Tak hanya cabai, bawang putih pun menunjukkan efektivitas tinggi sebagai penolak hama berkat kandungan antibakteri dan aromanya yang tajam. Cara penggunaannya pun tak jauh berbeda: dihancurkan, dicampur air, dan disemprotkan pada area yang sering diserang tupai.

Beberapa petani bahkan bereksperimen mencampurkan cabai dan bawang putih dalam satu larutan. “Kalau dicampur, hasilnya lebih ‘nendang’. Tupai bisa kabur lebih lama,” tutur Beni, petani lainnya yang sudah mencoba metode ini sejak awal tahun.

BACA JUGA: BPDP, Ditjenbun, dan PT. CWE Latih Petani Sawit Untuk Dongkrak Produktivitas Kebun di Bengkulu Selatan

Selain dua bahan dapur tersebut, minyak kayu putih dan minyak serai wangi juga mulai digunakan. Aromanya yang kuat terbukti tidak disukai tupai. Cukup dicampur air atau diteteskan pada kapas dan ditempatkan di dekat pohon sawit, tupai enggan mendekat.

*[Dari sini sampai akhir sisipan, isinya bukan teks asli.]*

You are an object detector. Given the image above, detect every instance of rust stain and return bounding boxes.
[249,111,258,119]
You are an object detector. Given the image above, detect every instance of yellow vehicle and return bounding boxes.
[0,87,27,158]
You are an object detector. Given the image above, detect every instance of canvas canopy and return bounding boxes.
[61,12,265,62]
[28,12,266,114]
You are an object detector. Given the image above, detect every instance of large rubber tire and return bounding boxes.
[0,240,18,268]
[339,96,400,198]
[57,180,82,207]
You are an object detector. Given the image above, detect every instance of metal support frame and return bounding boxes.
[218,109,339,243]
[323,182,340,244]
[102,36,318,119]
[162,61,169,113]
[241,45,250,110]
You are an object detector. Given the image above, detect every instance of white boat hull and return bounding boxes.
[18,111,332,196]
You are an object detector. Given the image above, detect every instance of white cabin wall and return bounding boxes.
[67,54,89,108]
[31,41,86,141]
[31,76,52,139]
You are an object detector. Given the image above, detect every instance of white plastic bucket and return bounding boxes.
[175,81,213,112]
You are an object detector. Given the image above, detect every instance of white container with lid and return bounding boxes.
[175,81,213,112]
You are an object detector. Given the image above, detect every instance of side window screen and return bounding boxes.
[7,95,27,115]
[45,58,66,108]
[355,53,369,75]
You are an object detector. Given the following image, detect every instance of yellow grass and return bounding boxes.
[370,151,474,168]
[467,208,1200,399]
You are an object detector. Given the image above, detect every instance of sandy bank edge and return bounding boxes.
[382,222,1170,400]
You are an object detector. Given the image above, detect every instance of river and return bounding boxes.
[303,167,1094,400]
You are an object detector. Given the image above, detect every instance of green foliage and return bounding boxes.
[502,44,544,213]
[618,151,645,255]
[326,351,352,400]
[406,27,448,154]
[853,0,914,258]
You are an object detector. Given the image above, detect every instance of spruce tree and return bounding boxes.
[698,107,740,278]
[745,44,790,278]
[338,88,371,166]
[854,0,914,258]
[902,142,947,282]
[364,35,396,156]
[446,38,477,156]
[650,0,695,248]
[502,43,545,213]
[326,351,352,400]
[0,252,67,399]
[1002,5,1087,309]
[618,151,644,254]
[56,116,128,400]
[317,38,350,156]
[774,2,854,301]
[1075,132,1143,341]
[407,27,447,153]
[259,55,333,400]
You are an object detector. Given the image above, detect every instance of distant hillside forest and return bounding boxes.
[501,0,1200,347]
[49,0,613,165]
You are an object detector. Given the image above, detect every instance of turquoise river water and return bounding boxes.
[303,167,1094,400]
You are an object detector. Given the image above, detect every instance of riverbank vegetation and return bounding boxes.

Meski metode ini tidak memberikan efek jangka panjang seperti pestisida kimia, namun manfaat utamanya adalah keamanan bagi lingkungan dan biaya yang rendah. “Bahan-bahan ini bisa didapat di pasar tradisional, murah dan tidak mencemari tanah,” ungkap salah satu penyuluh pertanian di wilayah perbatasan.


Dapatkan update berita seputar harga TBS, CPO, biodiesel dan industri kelapa sawit setiap hari dengan bergabung di Grup Telegram "InfoSAWIT - News Update", caranya klik link InfoSAWIT-News Update, kemudian join. Anda harus install aplikasi Telegram terlebih dulu di ponsel. Bisa juga IKUTI BERITA LAINNYA DI GOOGLE NEWS.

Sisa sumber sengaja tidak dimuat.